Y como Juan Carlos fue un infante agradecido al criminal que tantas desgracias trajo a este país, tres días después del feliz acontecimiento de la muerte de Franco fue proclamado rey bastardo de España en las Cortes. Su padre, desde París, le envió un entusiasta telegrama que rebosaba emoción y amor paterno: “Que dios te bendiga y buena suerte. Abrazos. Padre”. Vamos, para que se te salten las lágrimas.

Y en su papel de rey bastardo, ilegítimo, contrario a sus propias leyes dinásticas e igualmente contrario a las normas democráticas, ha continuado Juan Carlos hasta el mismo día de su abdicación como consecuencia de sus desmanes.
Ni siquiera recuperó la legitimidad Juan Carlos cuando, el 14 de mayo de 1977, Juan cedió los derechos dinásticos a su hijo con una pinza en la nariz diciendo aquello de “¡Majestad! ¡Por España! ¡Todo por España! ¡Viva el Rey! ¡Viva España!”. Solo entonces, en noviembre de aquel mismo año, se llevaron al nene Felipe a Covadonga para, delante de una muñeca, proclamarlo Príncipe de Asturias.

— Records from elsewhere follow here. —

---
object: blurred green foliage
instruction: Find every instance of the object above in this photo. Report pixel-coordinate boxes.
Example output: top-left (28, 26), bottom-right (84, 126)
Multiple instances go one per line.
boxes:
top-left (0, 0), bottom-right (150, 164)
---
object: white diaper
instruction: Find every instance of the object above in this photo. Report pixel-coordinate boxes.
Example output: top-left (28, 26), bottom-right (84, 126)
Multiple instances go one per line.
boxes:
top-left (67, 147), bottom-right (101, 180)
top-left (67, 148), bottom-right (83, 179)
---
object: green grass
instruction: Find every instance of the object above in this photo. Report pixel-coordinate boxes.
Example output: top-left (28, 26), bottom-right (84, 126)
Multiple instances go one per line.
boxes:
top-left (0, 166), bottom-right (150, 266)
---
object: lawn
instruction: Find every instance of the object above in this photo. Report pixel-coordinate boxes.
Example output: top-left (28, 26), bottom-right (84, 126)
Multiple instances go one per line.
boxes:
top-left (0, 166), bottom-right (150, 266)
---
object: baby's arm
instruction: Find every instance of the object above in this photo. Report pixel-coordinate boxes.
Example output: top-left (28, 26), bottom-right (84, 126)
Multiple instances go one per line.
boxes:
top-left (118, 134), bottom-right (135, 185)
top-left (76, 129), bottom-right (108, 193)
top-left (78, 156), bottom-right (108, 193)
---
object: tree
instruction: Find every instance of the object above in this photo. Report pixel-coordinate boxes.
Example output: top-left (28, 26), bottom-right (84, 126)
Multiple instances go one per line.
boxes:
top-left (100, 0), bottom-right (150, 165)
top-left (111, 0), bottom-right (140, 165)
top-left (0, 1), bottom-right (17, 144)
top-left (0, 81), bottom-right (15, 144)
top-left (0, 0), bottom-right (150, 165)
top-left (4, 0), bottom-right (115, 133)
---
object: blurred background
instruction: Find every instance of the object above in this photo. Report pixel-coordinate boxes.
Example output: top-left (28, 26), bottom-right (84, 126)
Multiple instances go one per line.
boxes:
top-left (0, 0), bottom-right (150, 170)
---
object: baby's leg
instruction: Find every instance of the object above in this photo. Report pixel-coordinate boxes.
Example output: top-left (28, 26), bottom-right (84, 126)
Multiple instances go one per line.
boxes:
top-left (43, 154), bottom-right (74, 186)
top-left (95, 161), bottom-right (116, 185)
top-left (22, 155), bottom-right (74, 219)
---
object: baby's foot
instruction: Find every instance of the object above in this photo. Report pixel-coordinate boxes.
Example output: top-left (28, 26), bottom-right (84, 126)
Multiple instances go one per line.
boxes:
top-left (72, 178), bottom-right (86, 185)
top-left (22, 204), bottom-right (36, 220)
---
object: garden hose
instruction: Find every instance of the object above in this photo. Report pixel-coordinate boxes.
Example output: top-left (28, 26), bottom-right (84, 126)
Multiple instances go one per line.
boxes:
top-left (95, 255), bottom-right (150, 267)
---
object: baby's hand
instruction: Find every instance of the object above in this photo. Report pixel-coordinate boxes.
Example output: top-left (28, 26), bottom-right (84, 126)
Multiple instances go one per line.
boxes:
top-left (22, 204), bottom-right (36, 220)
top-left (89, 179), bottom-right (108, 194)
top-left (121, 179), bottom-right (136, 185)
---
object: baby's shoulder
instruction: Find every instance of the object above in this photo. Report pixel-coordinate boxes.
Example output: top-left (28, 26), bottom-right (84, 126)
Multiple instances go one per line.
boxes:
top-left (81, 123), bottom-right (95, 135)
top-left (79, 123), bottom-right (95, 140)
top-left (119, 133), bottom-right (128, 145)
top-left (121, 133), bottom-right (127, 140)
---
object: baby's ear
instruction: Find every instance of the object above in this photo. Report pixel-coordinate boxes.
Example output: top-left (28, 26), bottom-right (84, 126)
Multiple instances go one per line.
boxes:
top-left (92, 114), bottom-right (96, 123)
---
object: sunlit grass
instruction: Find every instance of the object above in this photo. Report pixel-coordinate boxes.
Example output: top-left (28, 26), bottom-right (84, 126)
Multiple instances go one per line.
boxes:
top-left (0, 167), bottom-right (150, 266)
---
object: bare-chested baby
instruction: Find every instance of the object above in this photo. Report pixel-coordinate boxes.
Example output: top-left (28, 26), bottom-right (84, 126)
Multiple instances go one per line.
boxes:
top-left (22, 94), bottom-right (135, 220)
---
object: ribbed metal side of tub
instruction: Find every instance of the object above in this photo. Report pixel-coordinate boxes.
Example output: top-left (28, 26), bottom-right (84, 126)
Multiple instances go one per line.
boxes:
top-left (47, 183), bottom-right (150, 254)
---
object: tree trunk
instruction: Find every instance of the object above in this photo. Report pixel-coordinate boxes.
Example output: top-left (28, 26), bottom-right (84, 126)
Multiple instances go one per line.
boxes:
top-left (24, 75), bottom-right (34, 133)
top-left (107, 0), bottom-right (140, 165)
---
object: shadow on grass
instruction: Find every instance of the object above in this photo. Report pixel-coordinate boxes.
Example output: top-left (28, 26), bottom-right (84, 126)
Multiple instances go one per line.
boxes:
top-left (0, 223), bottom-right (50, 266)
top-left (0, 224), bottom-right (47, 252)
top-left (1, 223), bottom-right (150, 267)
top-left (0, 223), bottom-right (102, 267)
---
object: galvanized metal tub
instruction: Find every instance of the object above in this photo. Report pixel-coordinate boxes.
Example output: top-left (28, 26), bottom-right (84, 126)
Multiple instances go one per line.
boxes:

Un príncipe también bastardo puesto que todo venía de una abdicación de derechos dinásticos forzada. Es un insulto a este país aconfesional que los borbones continúen validando sus prerrogativas delante de unos símbolos que solo les incumben a ellos y a los clientes de una secta católica con la que ya no comulga ni un cuarto de los españoles.
Todo se había hecho de manera fullera, irregular, saltándose normas, apañando nombramientos, inventando títulos, saltándose los tiempos, alterando sucesiones…
A Juan Carlos le inventó el dictador el título de Príncipe de España, pasó luego a ser rey ilícito mientras aún existía el legítimo Príncipe de Asturias, y Felipe, pese a sus paripés católico-festivos delante de la inventada Covadonga nunca ha pasado de ser el hijo de un simple infante que se encajó en el trono de rebote.
Y, en fin, así se instauró la dinastía Franco. No hubo restauración.
Seguiremos esperando el día de poder votar para deshacernos de esta estirpe indigna que nos instaló un dictador sanguinario hace 50 años.